The little friend we took to the park is a marvelous little guy and he and my son occasionally butt heads. I broke up a couple of arguments but they mostly played very nicely together. Frieda was wearing down from the outing and I was trying to keep those slippers on her feet as she kicked her legs and hung out of her stroller as far as she could in an odd attempt to capture that elusive and tasty footwear. I finally relented and gave her a footless slipper to keep her happy and buy time for everyone else who wanted to stay longer. I then heard another disagreement across the park and ran over to see what the issue was. I heard Freida yelling in chagrin as her hard-won prize fell to the ground, right where she could see it. I ignored her while I sorted out the boys and, as I turned back to take care of the baby, saw Noel quickly and quietly pick up her slipper and offer it to her. She gleefully took it and gnawed away with vigor. He paused, stroked her hair, and gazed at her bright, happy face. I stood transfixed. Without looking at me, he ran to his van where his family waited for him so they could go home and have a family siesta. I continued standing, watching Freida and wondering, and somehow felt tears in my throat.

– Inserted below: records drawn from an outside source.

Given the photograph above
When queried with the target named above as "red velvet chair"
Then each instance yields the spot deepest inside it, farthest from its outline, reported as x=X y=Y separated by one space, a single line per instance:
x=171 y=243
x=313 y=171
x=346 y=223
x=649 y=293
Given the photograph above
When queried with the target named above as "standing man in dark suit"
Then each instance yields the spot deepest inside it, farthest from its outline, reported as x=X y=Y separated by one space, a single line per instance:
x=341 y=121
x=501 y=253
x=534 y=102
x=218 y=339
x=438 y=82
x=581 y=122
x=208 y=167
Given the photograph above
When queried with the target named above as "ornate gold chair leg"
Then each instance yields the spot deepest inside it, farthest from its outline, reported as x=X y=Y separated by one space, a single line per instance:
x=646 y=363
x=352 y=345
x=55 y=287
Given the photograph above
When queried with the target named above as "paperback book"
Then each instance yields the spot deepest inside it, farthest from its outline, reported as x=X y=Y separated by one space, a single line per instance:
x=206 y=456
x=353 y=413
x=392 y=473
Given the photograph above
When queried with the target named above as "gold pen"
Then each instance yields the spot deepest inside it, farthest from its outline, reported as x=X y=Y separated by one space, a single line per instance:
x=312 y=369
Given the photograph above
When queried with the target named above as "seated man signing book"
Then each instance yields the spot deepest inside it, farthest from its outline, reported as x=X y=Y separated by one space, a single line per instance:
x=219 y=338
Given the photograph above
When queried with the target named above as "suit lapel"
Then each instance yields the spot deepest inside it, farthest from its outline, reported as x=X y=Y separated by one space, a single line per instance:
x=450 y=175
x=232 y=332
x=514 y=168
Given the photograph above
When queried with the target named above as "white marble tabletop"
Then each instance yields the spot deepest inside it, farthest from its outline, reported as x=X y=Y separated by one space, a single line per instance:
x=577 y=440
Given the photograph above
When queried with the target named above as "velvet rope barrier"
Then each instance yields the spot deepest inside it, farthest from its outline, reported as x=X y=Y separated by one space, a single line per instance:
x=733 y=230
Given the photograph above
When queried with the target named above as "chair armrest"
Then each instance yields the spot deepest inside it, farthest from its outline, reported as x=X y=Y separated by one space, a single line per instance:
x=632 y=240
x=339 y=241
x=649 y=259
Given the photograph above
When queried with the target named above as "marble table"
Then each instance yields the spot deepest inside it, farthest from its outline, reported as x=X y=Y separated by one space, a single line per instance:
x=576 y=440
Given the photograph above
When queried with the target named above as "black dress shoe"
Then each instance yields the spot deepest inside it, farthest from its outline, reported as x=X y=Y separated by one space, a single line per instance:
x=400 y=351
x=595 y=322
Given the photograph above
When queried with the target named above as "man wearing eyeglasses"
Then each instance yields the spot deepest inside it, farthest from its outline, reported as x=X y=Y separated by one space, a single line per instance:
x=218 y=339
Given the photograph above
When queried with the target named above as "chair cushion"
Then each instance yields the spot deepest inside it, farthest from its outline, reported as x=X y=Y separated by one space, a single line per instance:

Just this past Sunday we had a funny exercise in class where we all had to stand up and say one need that we had. There were some interesting ones ("spring form pan", "husband", "play dates for my kids") and some borderline sappy ones ("please give me missionary opportunities!", "please, let me come clean your house for free", or "I'm so blessed by God and don't need a thing") so I bent over my knitting and tuned out the exercise (mine was "hey, my name is Annie and I'm moving soon. So, any of that helping with move stuff is great.") until I heard Cassi's voice. She was sitting in the front row with her beautiful daughter who was having a hard time in nursery that day. She stood and the room fell silent. She introduced herself and said "I would just like more service opportunities to help give back some of the outpouring of love we experienced when our son passed away. Thank you."

I recalled Noel and the look on his face. And then I realized that, for that brief moment, Frieda wasn't just my baby. That moment that I didn't choose beforehand, that I didn't engineer in the slightest, was a moment for my child to mean something extraordinary to someone else. And though I mourned for those parents who mourned, I'm so grateful that Frieda would share her babyness with someone who sorely needed to touch that, however briefly.